The Central Bank of Mexico signaled a pause at its next meeting in February, former Banxico director and advisor Federico Rubli Kaiser told MNI, adding that the board might deliver at most three 25-basis-point cuts this year depending on how inflation evolves.
"I think there is an indication of pause at the next meeting. I’m not sure about further ahead, but at the next meeting, yes. And I believe that pause would be driven by the inflation pressures we’re going to see in January," Rubli, now an associate advisor at MAAT Consulting, said in an interview.
He mentioned that January will bring price shocks, some of which seasonal at the beginning of the year.
"The evolution of inflation in January will be key for that February decision,” he said.
“The forward guidance was also expressed in a very cautious way, suggesting that over the course of the year they would probably do two, at most three 25-basis-point adjustments, but not more than that. In that sense, I think we can expect a pause at the next meeting.”
The level of the terminal rate will depend on inflation data, he said. (See MNI BANXICO WATCH: Guidance Shift Suggests Banxico Pause)

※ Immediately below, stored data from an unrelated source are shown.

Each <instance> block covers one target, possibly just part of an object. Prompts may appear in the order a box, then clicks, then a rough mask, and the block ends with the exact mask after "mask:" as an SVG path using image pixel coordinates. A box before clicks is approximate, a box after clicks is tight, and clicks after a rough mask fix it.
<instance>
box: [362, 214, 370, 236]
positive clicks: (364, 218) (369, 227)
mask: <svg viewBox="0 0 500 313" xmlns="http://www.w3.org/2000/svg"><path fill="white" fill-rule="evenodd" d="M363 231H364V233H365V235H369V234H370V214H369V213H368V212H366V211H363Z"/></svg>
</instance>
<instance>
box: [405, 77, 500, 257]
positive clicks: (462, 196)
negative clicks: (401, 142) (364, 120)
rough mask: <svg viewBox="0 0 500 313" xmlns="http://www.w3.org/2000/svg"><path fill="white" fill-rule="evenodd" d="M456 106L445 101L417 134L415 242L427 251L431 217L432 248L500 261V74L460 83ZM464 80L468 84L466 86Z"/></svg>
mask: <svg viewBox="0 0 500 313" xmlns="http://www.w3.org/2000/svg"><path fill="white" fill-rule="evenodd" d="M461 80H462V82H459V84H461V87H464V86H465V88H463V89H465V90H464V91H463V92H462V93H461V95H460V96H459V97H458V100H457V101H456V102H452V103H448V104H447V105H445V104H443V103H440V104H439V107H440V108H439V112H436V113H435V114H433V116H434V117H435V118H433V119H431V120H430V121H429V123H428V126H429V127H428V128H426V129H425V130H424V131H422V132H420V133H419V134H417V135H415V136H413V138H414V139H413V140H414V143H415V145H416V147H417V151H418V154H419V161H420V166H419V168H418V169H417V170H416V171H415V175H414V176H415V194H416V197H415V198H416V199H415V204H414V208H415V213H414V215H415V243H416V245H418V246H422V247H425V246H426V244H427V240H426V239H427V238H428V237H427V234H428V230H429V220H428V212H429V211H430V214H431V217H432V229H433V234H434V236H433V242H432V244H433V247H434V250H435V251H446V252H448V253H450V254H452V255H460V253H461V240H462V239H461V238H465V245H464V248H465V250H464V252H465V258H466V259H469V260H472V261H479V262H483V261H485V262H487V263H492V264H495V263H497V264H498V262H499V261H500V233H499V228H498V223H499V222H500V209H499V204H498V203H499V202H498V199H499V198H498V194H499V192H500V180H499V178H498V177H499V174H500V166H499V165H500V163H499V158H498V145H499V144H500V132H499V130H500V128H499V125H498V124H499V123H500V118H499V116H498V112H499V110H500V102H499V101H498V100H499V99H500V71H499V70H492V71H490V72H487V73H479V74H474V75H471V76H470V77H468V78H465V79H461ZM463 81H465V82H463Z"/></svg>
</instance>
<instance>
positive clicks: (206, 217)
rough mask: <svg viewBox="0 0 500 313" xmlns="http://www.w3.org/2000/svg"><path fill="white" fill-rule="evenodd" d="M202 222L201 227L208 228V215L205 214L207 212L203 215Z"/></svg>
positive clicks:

Banxico cut its overnight interbank interest rate by 25 basis points to 7.00% last month, as expected, with Deputy Governor Jonathan Heath again dissenting in favor of holding steady. The board did not signal a cut at the next meeting as it had done in previous meetings, and instead said it would "evaluate the timing for additional reference rate adjustments."
DISSENT VOTE
In the minutes, Heath argued that Banxico needs to thoroughly evaluate the time required not only to reverse the increasing upward trend exhibited by core inflation in 2025, but also to calibrate the magnitude of a possible reversion in non-core inflation.
"I agree with what Jonathan Heath say, because he has always been very cautious and has always sent the signal that these kinds of adjustments must be handled with great care, especially because he analyzes core inflation very thoroughly," Rubli said.
Heath also said that if the board sees that convergence towards target will not be attained, it must evaluate the possibility of increasing the target rate once again at a later stage.
"I also agree with what Heath expressed in the minutes, conveying the message that a possible increase in the future shouldn't be ruled out," the former Banxico director noted, adding that he sees no real possibility of having to hike rates this year.
Market participants do not believe the central bank will bring inflation down to the 3% target in the third quarter of this year as projected by the board, he said. He expects inflation to reach 3.9% in 2026.
Over the longer-term, the U.S. incursion into Venezuela could eventually affect the Mexican oil market, since U.S. administration of the Venezuelan oil industry would lead to the displacement of Mexican exports, he said.
In addition, there could be a possible decline in international crude prices, with fiscal consequences for Mexico, as well as a potential weakening of Mexico’s negotiating position in the USMCA.